Add to this a host of other stock characterisations that have been remarkably constant over the years – chillingly amoral business executives, urbanely heartless British politicians and officers, pushy Jewish lawyers, rogue army generals, black street gangs – and it is clear that generalised depictions of large swathes of humanity are part of Hollywood’s stock in trade.
Because terrorism against Americans is carried out by Arabs and Muslims, there is a basic truth to movies such as True Lies (1994), Executive Decision (1996) and The Siege (1998) that lends them the minimum authenticity required by viewers to suspend disbelief.
True Lies is a story about Islamists planning to explode nuclear devices in the US. Executive Decision deals with Islamists hijacking a plane and planning to unleash a deadly toxin in the US. The Siege tells of an Islamist group carrying out horrific attacks on New York. None of these scenarios lack feasibility, and some of them have since come to pass.
Unsurprisingly, screenwriters focus on realities well known to their audience, and there is simply no escaping the fact that the Middle East abounds in terrorist groups. That is why the action in, for example, GI Jane (1997), takes place in Libya, rather than Costa Rica. That is why the terrorists in True Lies are Middle Eastern, rather than Scandinavian.
Even Delta Force (1986), a film rightly criticised by Wakim as gratuitously offensive to Arabs, recalls events – the public slaying of an American hostage, the segregating of Jews and Israelis from other airline passengers – from real life.
In short, stock characters and situations are to be expected in popular fare, and the use of stereotypes is not necessarily reprehensible unless it has no basis in fact. Were it otherwise, it would be impossible to depict Nazis or Japanese imperialists without being accused of racism and vilification.

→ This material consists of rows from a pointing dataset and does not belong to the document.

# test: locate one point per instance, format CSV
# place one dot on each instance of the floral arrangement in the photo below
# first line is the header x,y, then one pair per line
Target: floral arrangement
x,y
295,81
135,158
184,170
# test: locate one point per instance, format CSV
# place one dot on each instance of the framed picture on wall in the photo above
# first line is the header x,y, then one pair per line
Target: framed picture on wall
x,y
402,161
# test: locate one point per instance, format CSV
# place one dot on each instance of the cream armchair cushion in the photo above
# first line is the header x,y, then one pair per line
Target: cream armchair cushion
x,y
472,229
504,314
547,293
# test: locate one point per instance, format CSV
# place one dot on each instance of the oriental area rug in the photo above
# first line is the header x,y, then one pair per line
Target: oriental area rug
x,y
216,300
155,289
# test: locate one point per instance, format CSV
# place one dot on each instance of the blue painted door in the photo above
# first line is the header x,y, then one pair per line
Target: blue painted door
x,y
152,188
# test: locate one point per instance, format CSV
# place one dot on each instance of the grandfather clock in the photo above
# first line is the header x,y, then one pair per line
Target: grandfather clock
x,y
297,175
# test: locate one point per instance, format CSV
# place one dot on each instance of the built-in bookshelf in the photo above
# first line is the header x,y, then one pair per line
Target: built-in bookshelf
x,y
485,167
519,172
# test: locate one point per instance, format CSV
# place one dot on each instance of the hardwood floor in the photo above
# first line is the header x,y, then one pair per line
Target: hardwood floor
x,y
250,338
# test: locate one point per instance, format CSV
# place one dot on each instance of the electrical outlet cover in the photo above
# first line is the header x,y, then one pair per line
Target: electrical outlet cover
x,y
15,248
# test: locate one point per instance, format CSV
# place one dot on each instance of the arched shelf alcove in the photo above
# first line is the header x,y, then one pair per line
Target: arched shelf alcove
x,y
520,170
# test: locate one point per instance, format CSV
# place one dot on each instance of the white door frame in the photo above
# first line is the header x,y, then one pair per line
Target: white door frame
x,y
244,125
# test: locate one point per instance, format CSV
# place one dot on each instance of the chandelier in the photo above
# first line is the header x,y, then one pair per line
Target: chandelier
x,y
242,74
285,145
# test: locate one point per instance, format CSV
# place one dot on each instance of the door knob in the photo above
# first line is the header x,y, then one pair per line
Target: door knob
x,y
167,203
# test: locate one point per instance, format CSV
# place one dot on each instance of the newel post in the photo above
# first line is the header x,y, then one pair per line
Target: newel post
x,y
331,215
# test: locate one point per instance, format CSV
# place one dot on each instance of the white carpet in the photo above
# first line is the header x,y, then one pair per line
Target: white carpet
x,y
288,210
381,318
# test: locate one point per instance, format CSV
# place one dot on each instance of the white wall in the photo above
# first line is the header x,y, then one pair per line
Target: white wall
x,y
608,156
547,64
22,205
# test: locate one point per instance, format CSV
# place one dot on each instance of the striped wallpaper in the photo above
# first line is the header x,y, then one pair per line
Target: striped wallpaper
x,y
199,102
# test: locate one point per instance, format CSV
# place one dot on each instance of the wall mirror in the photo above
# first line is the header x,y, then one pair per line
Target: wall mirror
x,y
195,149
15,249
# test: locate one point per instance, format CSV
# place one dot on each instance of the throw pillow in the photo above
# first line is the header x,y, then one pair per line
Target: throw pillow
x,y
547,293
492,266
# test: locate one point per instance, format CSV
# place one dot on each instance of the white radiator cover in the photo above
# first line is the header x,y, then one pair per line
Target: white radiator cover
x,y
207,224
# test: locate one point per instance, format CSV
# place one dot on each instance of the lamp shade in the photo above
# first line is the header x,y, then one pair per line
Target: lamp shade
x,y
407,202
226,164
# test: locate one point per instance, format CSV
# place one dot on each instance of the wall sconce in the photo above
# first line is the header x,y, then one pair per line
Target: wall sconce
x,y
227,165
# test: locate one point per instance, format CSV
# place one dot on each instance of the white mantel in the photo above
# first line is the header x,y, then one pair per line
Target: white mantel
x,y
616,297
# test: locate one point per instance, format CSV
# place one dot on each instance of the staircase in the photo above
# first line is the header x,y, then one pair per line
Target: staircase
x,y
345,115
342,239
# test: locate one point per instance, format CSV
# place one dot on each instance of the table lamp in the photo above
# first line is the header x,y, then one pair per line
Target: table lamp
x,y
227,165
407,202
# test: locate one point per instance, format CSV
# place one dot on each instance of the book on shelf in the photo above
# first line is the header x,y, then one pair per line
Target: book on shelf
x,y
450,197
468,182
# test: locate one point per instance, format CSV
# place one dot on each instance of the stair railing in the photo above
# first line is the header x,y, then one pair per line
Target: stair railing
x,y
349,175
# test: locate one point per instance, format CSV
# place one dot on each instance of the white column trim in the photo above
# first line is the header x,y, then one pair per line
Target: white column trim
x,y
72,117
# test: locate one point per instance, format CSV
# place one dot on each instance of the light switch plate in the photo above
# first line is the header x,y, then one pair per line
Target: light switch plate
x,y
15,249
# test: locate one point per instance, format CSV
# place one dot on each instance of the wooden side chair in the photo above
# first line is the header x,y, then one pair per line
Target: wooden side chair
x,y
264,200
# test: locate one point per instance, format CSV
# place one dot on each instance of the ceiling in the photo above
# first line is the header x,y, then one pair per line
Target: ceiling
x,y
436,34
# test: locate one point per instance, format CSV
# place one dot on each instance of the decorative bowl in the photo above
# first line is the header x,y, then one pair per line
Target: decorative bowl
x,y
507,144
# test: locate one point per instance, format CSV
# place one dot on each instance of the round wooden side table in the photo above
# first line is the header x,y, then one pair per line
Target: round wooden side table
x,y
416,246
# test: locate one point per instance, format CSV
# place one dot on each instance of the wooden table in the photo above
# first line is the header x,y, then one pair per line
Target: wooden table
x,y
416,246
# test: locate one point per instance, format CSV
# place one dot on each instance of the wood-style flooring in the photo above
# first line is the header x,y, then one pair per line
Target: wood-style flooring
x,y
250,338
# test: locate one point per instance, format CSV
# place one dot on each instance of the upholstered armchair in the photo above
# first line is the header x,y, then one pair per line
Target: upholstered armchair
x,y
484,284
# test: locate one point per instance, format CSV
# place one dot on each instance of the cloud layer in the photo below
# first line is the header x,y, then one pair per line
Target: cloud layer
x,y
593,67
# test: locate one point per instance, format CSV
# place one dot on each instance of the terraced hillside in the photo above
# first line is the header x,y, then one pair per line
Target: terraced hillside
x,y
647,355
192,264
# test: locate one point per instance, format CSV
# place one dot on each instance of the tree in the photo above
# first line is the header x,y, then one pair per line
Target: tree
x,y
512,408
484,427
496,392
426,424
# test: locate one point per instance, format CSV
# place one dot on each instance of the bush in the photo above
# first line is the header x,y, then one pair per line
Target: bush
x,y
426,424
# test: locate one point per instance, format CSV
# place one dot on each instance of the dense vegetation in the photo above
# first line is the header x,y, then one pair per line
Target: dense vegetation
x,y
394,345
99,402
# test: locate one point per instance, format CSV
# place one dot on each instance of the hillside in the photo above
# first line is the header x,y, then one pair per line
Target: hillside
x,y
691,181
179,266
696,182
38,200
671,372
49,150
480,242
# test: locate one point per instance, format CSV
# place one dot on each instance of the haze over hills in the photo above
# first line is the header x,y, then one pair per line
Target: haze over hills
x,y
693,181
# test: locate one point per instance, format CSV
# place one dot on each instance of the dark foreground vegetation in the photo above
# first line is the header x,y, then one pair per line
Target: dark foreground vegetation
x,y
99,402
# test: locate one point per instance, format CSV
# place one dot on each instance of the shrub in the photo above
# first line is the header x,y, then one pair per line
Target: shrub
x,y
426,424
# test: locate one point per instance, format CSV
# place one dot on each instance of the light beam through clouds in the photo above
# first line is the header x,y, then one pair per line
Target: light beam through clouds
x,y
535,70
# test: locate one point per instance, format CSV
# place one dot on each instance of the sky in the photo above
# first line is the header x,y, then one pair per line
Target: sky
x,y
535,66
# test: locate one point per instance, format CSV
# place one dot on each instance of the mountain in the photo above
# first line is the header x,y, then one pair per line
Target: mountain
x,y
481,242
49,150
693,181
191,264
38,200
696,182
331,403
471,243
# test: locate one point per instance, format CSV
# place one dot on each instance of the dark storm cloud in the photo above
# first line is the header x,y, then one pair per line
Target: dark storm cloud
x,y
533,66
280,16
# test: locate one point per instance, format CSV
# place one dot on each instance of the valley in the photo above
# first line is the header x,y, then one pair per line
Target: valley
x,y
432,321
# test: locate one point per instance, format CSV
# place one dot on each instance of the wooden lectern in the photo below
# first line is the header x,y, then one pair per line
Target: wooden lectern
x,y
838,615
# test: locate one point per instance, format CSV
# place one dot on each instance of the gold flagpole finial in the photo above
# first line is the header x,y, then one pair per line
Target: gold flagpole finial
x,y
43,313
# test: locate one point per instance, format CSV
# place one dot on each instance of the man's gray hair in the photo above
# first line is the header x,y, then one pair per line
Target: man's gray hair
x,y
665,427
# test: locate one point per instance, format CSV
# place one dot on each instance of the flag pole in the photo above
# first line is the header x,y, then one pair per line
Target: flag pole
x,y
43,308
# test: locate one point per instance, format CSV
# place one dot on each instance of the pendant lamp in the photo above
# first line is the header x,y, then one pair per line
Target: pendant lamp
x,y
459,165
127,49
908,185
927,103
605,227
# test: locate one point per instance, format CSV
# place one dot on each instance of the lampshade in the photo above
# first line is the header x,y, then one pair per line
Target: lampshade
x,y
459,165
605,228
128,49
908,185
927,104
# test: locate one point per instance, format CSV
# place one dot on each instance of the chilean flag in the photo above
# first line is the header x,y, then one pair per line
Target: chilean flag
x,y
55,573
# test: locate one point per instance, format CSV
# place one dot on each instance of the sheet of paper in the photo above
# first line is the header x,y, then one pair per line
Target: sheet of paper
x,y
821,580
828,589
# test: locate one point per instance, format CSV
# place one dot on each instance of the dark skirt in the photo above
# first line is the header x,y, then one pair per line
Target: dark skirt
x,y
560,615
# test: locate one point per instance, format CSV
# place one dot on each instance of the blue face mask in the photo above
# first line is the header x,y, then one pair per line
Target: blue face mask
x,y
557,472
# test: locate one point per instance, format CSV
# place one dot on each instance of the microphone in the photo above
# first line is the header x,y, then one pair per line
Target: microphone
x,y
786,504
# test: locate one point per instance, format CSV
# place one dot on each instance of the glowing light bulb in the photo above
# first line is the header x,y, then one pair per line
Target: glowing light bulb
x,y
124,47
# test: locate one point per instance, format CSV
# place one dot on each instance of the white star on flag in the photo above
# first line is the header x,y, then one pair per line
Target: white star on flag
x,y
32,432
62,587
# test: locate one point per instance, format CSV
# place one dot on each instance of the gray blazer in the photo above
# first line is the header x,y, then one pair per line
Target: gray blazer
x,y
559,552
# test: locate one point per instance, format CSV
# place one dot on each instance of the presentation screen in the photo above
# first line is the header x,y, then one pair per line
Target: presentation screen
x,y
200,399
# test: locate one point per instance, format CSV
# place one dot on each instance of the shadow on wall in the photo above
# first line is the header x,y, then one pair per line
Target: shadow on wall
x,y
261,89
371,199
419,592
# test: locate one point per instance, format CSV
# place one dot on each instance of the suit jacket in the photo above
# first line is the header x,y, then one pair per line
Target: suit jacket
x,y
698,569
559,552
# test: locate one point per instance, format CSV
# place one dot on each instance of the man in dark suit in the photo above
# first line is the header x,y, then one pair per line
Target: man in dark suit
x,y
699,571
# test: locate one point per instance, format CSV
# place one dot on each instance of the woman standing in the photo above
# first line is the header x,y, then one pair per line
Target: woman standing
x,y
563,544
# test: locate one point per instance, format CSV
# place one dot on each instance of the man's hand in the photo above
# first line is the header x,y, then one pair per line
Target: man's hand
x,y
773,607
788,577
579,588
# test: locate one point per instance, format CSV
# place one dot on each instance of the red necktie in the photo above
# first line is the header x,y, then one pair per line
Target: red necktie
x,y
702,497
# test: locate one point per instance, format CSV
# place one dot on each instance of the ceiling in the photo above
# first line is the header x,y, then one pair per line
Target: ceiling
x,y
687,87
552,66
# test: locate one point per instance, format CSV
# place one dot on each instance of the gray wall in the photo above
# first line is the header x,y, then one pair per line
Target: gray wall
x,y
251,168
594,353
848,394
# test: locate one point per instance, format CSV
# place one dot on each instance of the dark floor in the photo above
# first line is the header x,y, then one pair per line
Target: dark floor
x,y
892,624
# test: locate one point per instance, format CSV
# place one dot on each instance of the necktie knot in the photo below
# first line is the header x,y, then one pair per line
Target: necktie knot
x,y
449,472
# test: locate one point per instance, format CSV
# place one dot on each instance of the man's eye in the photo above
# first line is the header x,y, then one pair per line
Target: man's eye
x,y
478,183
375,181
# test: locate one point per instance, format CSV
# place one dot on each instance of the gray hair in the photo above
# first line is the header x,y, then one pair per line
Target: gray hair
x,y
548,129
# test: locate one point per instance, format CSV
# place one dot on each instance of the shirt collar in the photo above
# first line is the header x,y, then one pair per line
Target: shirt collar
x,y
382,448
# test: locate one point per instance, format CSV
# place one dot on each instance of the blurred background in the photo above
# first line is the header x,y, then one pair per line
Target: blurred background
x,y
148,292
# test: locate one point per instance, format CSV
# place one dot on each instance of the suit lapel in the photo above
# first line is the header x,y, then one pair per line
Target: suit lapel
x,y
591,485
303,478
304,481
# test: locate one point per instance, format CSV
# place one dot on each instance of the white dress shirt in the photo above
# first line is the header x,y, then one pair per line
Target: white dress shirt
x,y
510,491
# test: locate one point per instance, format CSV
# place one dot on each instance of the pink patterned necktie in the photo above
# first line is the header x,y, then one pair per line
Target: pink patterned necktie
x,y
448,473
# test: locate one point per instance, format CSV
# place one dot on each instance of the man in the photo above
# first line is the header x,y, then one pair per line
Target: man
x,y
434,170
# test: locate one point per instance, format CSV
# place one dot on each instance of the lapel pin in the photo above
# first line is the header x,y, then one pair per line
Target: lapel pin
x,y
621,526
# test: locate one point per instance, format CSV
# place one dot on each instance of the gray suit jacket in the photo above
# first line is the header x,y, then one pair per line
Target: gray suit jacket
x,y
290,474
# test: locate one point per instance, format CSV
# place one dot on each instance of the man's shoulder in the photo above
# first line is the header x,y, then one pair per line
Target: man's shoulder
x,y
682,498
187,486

To the claim that we never see Jews or blacks depicted this way, the answer must be that the day we have Jewish Osama bin Ladens or black Mohammed Attas, we are likely to see their fictional counterparts on the silver screen.
Hollywood in any case makes a poor suspect for explaining the brutality of American prison guards in Iraq. No war has ever been completely free of atrocities, let alone cruelty of the type exhibited by the guards.
Without the aid of Hollywood, armies and militias in many continents have engaged in far worse, not least in the Middle East itself where, for example, the depredations of Saddam’s genocidal regime attracted less comment than present American misdeeds.
If Hollywood is a poor suspect, so too is George Bush. Agree or disagree on the wisdom of his invading Iraq to remove Saddam, Bush has, if anything, gone out of his way to avoid offence to Islam.
Indeed, by describing it often as a religion of peace, and by saying al-Qaeda terrorists are religious renegades, Bush has strayed into a province better left to imams and scholars than to politicians. Undoubtedly his doing so serves a political purpose – but not the one of ratcheting up racism.
Criticism of Western politics and popular culture, hauled into court to explain the ills of the Middle East, is often couched in the language of fair play and pluralism. In fact, however, it tends to become a form of concealment for the region’s ills, either through denial or blame. Neither assists public understanding.
Dr Daniel Mandel is associate director of the Middle East Forum in Philadelphia and a fellow in history at The University of Melbourne.